Des deux côtés, vers Brest et vers Le Portzic, le chemin fuyait en montant et semblait finir tout court sur les vides brumeux de la rade et du ciel ; les passans surgissaient par un bout et puis disparaissaient par l’autre, en ayant l’air de s’abîmer. On avait autour de soi des blocs de granit, des bruyères et des épines; et là, même aux portes de la grande ville, on commençait à sentir le je ne sais quoi d’âpre et de mélancolique du pays breton.

L’été, par les vrais beaux jours, il apportait dans son petit jardin un perroquet du Gabon, gris, à queue rouge, dont le bâton était en bois des îles, et qui avait pour mangeoires des moitiés de coco. Il témoignait beaucoup de sollicitude à ce vieil oiseau, qui restait taciturne sur son perchoir, dans une pose caduque.

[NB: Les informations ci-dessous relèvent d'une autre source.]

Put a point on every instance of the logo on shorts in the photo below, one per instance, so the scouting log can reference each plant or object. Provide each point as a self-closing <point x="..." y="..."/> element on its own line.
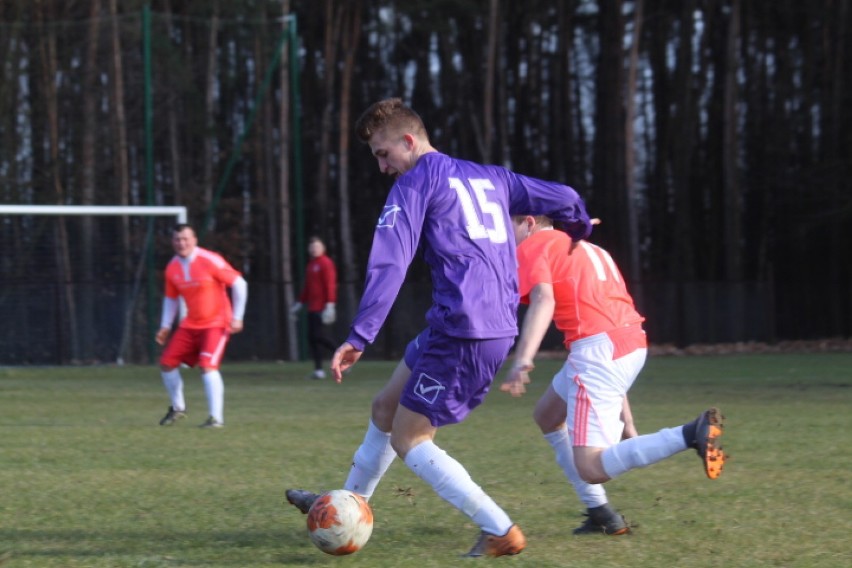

Si, par hasard, il faisait un peu chaud, tous deux semblaient revivre. Le perroquet parlait; sans remuer toujours, il répétait d’une voix de ventriloque des injures de bord. L’homme, comme si on eût été en pays tropical, mettait de l’eau à rafraîchir dans une gargoulette d’Aden, s’habillait d’un paletot en nankin de coupe chinoise, et s’éventait avec une feuille de palmier.

Quand les fenêtres étaient ouvertes, on apercevait, à travers les branches d’une véronique arborescente, un coin de ce ménage de solitaire qui était propre et aussi bien rangé que par les mains d’une femme très soigneuse; il y avait sur la cheminée deux potiches, deux magots, des coquillages et différens objets exotiques.

En juin et en juillet, un pâle soleil oblique entrait furtivement, sur le soir, et semblait s’attarder en retrouvant là ces choses.

Ensuite, après la mélancolie de ces étés courts, les brumes sombres revenaient, pendant de longs mois, tout envelopper et tout obscurcir.

Les gens qui, depuis longtemps, demeuraient aux environs, se rappelaient avoir VII, dix ans auparavant, arriver ce vieux. C’était déjà un homme fini, bien que ses yeux fussent alors un peu moins éteints, son collier un peu plus noir. Il s’était installé seul, arrangeant tout avec un soin égoïste, comme pour une existence encore très longue.